El Gobierno nacional presentará este miércoles una nueva versión de la Ley de Inocencia Fiscal, una iniciativa con la que busca facilitar la regularización de ahorros no declarados y promover el ingreso al sistema financiero de los dólares que hoy permanecen fuera de los bancos . El anuncio estará a cargo del ministro de Economía, Luis Caputo, quien explicará los principales cambios junto a especialistas en materia tributaria.
La decisión llega después de que el propio Gobierno reconociera que la versión original de la norma no tuvo la adhesión esperada. Contadores y tributaristas habían advertido que varios requisitos generaban incertidumbre jurídica y desalentaban a potenciales interesados en sumarse al régimen.
El objetivo central del proyecto es incentivar que parte de los ahorros que los argentinos conservan fuera del sistema financiero ingresen a la economía formal.

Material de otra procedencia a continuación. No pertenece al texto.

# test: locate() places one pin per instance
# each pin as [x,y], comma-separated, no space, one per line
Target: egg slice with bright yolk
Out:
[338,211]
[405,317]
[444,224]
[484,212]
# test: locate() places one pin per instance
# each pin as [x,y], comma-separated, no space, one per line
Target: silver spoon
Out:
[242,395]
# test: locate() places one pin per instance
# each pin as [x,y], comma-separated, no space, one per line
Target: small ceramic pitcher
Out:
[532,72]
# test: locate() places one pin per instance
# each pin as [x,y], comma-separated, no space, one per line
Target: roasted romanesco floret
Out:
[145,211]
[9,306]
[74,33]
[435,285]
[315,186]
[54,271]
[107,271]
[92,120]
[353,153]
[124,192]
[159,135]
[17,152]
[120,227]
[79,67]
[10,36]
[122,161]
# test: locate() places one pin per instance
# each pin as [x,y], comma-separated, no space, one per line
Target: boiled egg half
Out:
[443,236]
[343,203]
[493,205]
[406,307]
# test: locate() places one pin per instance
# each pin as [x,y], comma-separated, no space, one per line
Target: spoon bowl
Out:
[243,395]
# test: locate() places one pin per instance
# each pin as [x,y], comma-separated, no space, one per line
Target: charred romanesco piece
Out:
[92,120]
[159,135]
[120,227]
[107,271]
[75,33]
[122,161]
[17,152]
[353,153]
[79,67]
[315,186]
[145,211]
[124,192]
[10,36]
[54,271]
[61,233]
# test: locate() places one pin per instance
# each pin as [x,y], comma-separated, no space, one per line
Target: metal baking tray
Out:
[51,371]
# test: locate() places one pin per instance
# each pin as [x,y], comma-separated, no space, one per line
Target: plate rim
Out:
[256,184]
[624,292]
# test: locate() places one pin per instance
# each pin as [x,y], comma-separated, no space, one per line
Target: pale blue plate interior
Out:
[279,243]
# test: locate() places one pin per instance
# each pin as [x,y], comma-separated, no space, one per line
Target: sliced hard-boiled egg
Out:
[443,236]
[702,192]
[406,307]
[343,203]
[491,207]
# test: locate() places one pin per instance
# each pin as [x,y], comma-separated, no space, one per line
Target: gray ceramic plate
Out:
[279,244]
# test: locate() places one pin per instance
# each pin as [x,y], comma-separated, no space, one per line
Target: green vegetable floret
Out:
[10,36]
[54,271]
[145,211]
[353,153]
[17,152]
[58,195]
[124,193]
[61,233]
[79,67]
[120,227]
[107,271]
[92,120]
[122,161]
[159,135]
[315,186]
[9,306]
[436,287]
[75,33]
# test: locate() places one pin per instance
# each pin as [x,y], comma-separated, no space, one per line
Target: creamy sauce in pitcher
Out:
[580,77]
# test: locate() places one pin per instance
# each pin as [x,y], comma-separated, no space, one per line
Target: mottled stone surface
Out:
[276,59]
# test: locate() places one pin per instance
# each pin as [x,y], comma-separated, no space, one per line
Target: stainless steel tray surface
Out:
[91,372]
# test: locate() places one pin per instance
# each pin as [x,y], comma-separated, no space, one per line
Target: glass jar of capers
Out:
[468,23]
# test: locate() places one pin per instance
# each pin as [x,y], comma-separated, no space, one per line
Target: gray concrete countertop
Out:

Según estimaciones oficiales, existen alrededor de USD 170.000 millones guardados en efectivo o fuera del circuito bancario.
Para el Ejecutivo, esos recursos podrían transformarse en créditos para empresas, inversiones productivas y obras de infraestructura si fueran canalizados a través de bancos y entidades financieras.
En distintas oportunidades, Caputo sostuvo que esos fondos representan un ahorro que pierde valor con el paso del tiempo y que, incorporado al sistema, podría contribuir a la recuperación de la actividad económica.
Los cambios que incorporará el proyecto
Uno de los principales cuestionamientos al esquema original era la obligación de adherir al Régimen Simplificado de Ganancias para acceder a los beneficios del blanqueo. La nueva propuesta mantiene el espíritu de la iniciativa, pero modifica varios puntos que habían generado críticas.
Entre las principales novedades figura la eliminación de los límites de ingresos y patrimonio que dejaban afuera a numerosos contribuyentes. En la versión anterior solo podían acceder quienes no superaran determinados montos patrimoniales y de ingresos, una condición que alcanzaba incluso a personas que habían incrementado su patrimonio por herencias o ventas de inmuebles.
También se buscará precisar conceptos que habían generado interpretaciones diferentes entre especialistas, como el alcance de las denominadas «discrepancias significativas» y los criterios para determinar cuándo corresponde aplicar sanciones por evasión.
El debate sobre los funcionarios
Otro de los aspectos que generó polémica fue la adhesión de funcionarios nacionales al Régimen Simplificado de Ganancias. Aunque inscribirse en ese régimen no implica automáticamente exteriorizar fondos no declarados, el tema abrió un fuerte debate político.
Especialistas en derecho tributario consideran que las personas políticamente expuestas deberían quedar excluidas de algunos de los beneficios previstos en la ley para evitar conflictos de transparencia y fortalecer la confianza en el sistema.
Qué puede pasar ahora
El Gobierno espera enviar el proyecto de inmediato a la Cámara de Diputados con la intención de que sea aprobado antes del 27 de agosto. Esa fecha coincide con el nuevo plazo establecido para presentar la declaración jurada del Impuesto a las Ganancias, mientras que el vencimiento para el pago del tributo se mantiene el 27 de julio.
La apuesta oficial es que, con reglas más claras y menos restricciones, aumente la cantidad de contribuyentes dispuestos a regularizar sus ahorros y que una parte de esos dólares que hoy permanecen fuera del sistema financiero pase a impulsar el crédito y la inversión en la economía argentina.